When a node goes down, the control daemon sends a message through the device. The filesystem will match the message to a particular filesystem and initiate recovery.

If the misc device is closed while there are active mounts, the stack glue will self-fence. You cannot run without a connection to the cluster stack. If there are no active mounts when the device is closed, it will just prevent new mounts from starting.

All locking, as stated above, is handled via fs/dlm.

Protocol Negotiation

When the classic o2cb stack opens a connection between nodes, it negotiates a handshake packet. This allows both sides of the connection to ensure they are speaking the same protocol. If they aren't speaking the same protocol, Bad Things can happen. Thus, any mismatch on the handshake will cause a mount to fail.

The problem is that the handshake is internal to o2cb. It communicates o2cb timeout values and so on. There is no differentiation between changes to the network protocol, the o2dlm protocol, or how ocfs2 does locking itself. In previous releases, the network protocol version was changed when ocfs2 added, removed, or modified a lock type, even though the actual on-the-wire code had no changes.

The way ocfs2 does locking needs to be separated from the protocol spoken by the underlying cluster stack. This is cleaner for the classic o2cb stack, as the network and o2dlm protocols may not change even if ocfs2 does locking differently. It is imperative for a userspace stack and fs/dlm. The userspace stack will have its own protocol negotiation, as will fs/dlm. Those negotiations will not take ocfs2 into consideration.

To solve this, we add a protocol version field to struct ocfs2_locking_protocol. The underlying stack->connect() function can use the value on lp_version to negotiate with other nodes. The classic o2cb stack can use the value in creating a handshake packet. The userspace stack will create a file /sys/fs/ocfs2/protocol-version.
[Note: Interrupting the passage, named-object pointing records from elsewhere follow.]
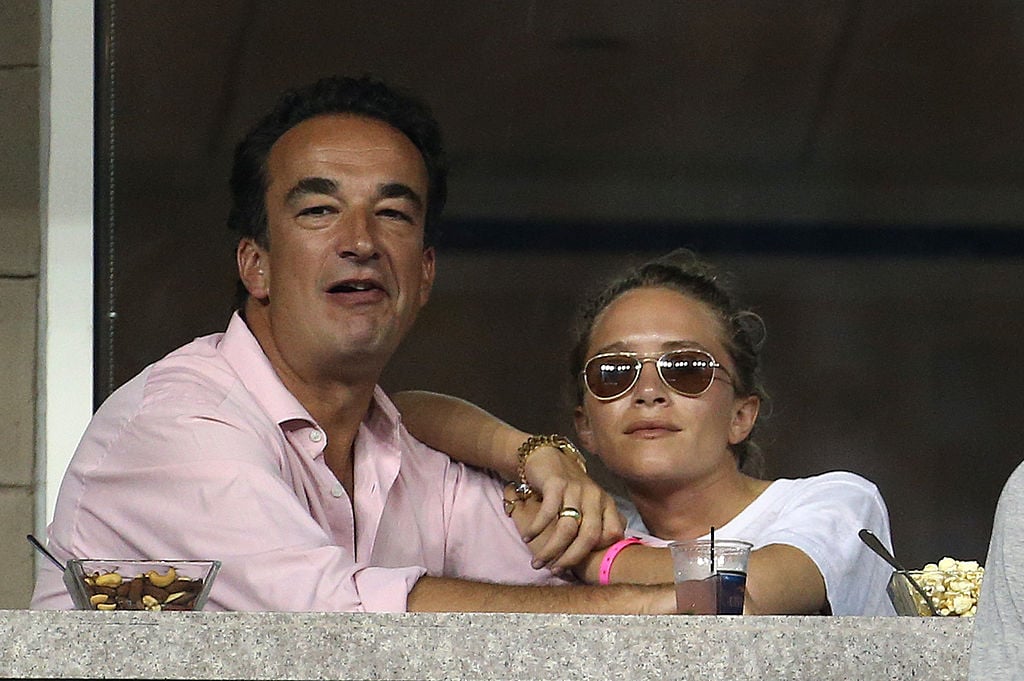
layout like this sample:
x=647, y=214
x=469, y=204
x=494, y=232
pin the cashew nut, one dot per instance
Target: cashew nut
x=109, y=580
x=158, y=580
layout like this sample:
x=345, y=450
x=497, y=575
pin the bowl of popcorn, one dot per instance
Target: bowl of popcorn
x=139, y=585
x=951, y=585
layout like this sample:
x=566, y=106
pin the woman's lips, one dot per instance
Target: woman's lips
x=650, y=428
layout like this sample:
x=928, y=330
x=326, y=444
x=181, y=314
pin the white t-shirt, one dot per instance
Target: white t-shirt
x=821, y=516
x=997, y=645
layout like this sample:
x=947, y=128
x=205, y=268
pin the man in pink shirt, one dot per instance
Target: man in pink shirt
x=270, y=447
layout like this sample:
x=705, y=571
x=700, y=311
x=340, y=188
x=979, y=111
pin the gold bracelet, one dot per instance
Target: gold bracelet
x=562, y=443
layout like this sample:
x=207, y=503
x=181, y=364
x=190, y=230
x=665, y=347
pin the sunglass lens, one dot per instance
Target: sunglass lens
x=687, y=372
x=608, y=377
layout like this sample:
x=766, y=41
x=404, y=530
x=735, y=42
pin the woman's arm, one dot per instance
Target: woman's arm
x=472, y=435
x=780, y=579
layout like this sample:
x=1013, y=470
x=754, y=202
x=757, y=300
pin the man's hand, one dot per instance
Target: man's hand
x=561, y=542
This way, userspace software (eg ocfs2_controld) can read the version and populate it.

As the protocol version is tied to a particular ocfs2 driver, it can be static from the time module is loaded until it is unloaded. This is why we can just populate it on the stack plugin structure.

As an example, after joining the group for a particular filesystem, the ocfs2_controld process will negotiate the protocol version before returning success to mount.ocfs2(8). If the filesystem locking protocols do not match, it will leave the group and fail the mount.